In St. L.-S.F. Ry. Co. v. McClinton, 178 Ark. 73,9 S.W.2d 1060, where plaintiff climbed between two cars to which "several others" and an engine were attached, all standing on a curved track, there was undisputed testimony that no train operative saw plaintiff's act, although [868] a lookout was being kept by switchman on top of the moving cars (we understand this to refer to the "several others"). The opinion held: "No practical lookout which a train crew could maintain would suffice to prevent one from climbing between cars." In Cato v. St. L.S.W. Ry. Co.,190 Ark. 231, 79 S.W.2d 62, the deceased attempted to pass under or between the standing cars of a branch line train which had just pulled into Stuttgart, blocking two streets and a much used path. None of the train crew saw him. A recovery was denied in all these cases. It is true they were brought under the comparative negligence statute and not under the Lookout statute. But a later decision, Baldwin v. Brim, supra, 192 Ark. 252, 91 S.W.2d l.c. 257(5), which was *674 based on the Lookout statute, in speaking of the McClinton and Cato cases, declared "they arose under facts where no lookout, however efficient, could have discovered the perilous position of the parties injured."

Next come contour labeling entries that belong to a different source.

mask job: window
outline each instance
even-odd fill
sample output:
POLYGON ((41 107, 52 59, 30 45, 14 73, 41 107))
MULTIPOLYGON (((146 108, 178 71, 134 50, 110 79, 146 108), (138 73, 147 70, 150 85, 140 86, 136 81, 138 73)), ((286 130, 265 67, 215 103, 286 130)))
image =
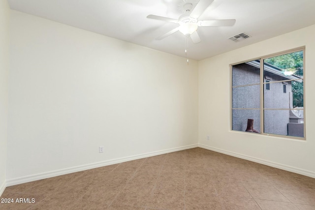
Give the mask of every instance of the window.
POLYGON ((233 130, 305 138, 304 55, 300 48, 231 66, 233 130))
POLYGON ((284 84, 284 93, 286 93, 286 85, 284 84))
POLYGON ((265 81, 266 84, 265 85, 266 86, 266 90, 270 90, 270 80, 266 80, 265 81))

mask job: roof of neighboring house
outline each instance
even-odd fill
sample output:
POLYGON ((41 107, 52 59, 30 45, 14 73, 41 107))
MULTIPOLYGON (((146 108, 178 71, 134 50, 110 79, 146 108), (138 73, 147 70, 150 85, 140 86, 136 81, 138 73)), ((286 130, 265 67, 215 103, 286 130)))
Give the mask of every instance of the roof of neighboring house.
MULTIPOLYGON (((251 65, 252 66, 259 68, 260 67, 260 60, 255 60, 249 62, 246 62, 246 64, 251 65)), ((303 77, 297 76, 295 74, 292 75, 286 75, 283 73, 284 70, 280 68, 278 68, 269 63, 265 63, 264 65, 264 70, 268 71, 273 74, 275 74, 284 77, 287 80, 296 80, 299 79, 303 79, 303 77)), ((302 82, 302 80, 297 80, 296 82, 302 82)))

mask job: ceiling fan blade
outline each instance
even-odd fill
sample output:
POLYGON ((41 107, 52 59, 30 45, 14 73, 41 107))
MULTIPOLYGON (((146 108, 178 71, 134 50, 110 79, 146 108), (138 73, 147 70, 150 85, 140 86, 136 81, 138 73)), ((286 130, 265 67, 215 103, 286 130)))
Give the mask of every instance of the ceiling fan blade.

These decisions indicate the character and practicality of the lookout which must be kept in such instances. As was stated in Barnes v. St. L.-S.F. Ry. Co., supra, 338 Mo. l.c. 502(1), 92 S.W.2d l.c. 166(1): "In administering the substantive laws of a sister state we administer them (the lex loci) not our own; and we should not administer them either more or less blandly than do our sister's courts." In the light of the Arkansas decisions we are contrained to hold the judgment should be reversed. It is so ordered. All concur.

1 Mo. Pac. Rd. Co. v. Doyle, 203 Ark. 1111,160 S.W.2d 856, 858(5); Mo. Pac. Rd. Co. v. Eubanks, 200 Ark. 484,139 S.W.2d 413, 414(3); Mo. Pac. Rd. Co. v. Ward, 195 Ark. 966, 971,115 S.W.2d 835, 837(4); Baldwin v. Brim, 192 Ark. 252, 255,91 S.W.2d 255, 257; Mo. Pac. Rd. Co. v. Greene, 177 Ark. 217,6 S.W.2d 26, 28(2); B., L. A.S. Ry. Co. v. Gessell,158 Ark. 569, 581, 250 Ark. 881, 882(2); Bush v. Brewer, 136 Ark. 246, 256, 206 S.W. 322, 325(8).

2 St. L.S.W. Ry. Co. v. Brummett, 201 Ark. 53,143 S.W.2d 555, 557(2); St. L.-S.F. Ry. Co. v. Sheppard, 194 Ark. 619,109 S.W.2d 109, 110(3); DeQ. E. Rd. Co. v. Pigue, 135 Ark. 499, 205 S.W. 888; L.R. H.S.W. Rd. Co. v. McQueeney, 78 Ark. 22, 92 S.W. 1120.

3 Mo. Pac. Rd. Co. v. Manion, 196 Ark. 981,120 S.W.2d 715, 719; Mo. Pac. Rd. Co. v. Nelson, 195 Ark. 883,115 S.W.2d 872, 875; Kelly v. DeQ. E.R. Co., 174 Ark. 1000,298 S.W. 347(2). But see St. L.-S.F. Ry. Co. v. Williams, 180 Ark. 413,21 S.W.2d 611, 612(2). Probably in this case it was impossible for the fireman to keep a better lookout than the engineer.

4 St. L.S.W. Ry. Co. v. Mitchell, 115 Ark. 339, 171 S.W. 895; Oxford v. St. L.-S.F. Ry. Co., 331 Mo. 53, 66(5),52 S.W.2d 983, 988(6); McGlothin v. Thompson, 347 Mo. 708, 720,148 S.W.2d 558, 565.

5 Kirkdoffer v. St. L.-S.F. Ry. Co., 327 Mo. 166, 174, 177,37 S.W.2d 569, 572, 573(5); Oxford v. St. L.-S.F. Ry. Co., supra, 331 Mo. l.c. 68, 52 S.W.2d l.c. 989(9); Barnes v. St. L.-S.F. Ry. Co., 338 Mo. 497, 505, 92 S.W.2d 164, 168.

6 Mo. Pac. Ry. Co. v. Doyle, 203 Ark. 1111,160 S.W.2d 856, 858(5); Crossett Lbr. Co. v. Cater, 201 Ark. 432,144 S.W.2d 1074; Mo. Pac. Rd. Co. v. Ward, 195 Ark. 966,115 S.W.2d 835, 837(4); B.L. A. So. Ry. Co. v. Gessell, 158 Ark. 569, 572, 250 S.W. 881, 882.

7 52 C.J., sec. 2108, p. 539; 44 Am. Jur., sec. 494, p. 733; St. L.-S.F. Ry. Co. v. Hill, 197 Ark. 63, 121 S.W.2d 869, 872(10)

8 52 C.J., sec. 2121, p. 549; 44 Am. Jur., sec. 504, p. 743; Cato v. St. L.S.W. Ry. Co., 190 Ark. 231, 79 S.W.2d 62.

9 10 C.J., sec. 1041, p. 615; 10 Am. Jur., sec. 966, p. 34; Dillahunty v. C., R.I. P. Ry. Co., 119 Ark. 392, 178 S.W. 420, 422(5); Murphy v. St. L., I.M. S. Ry. Co., 43 Mo. App. 342.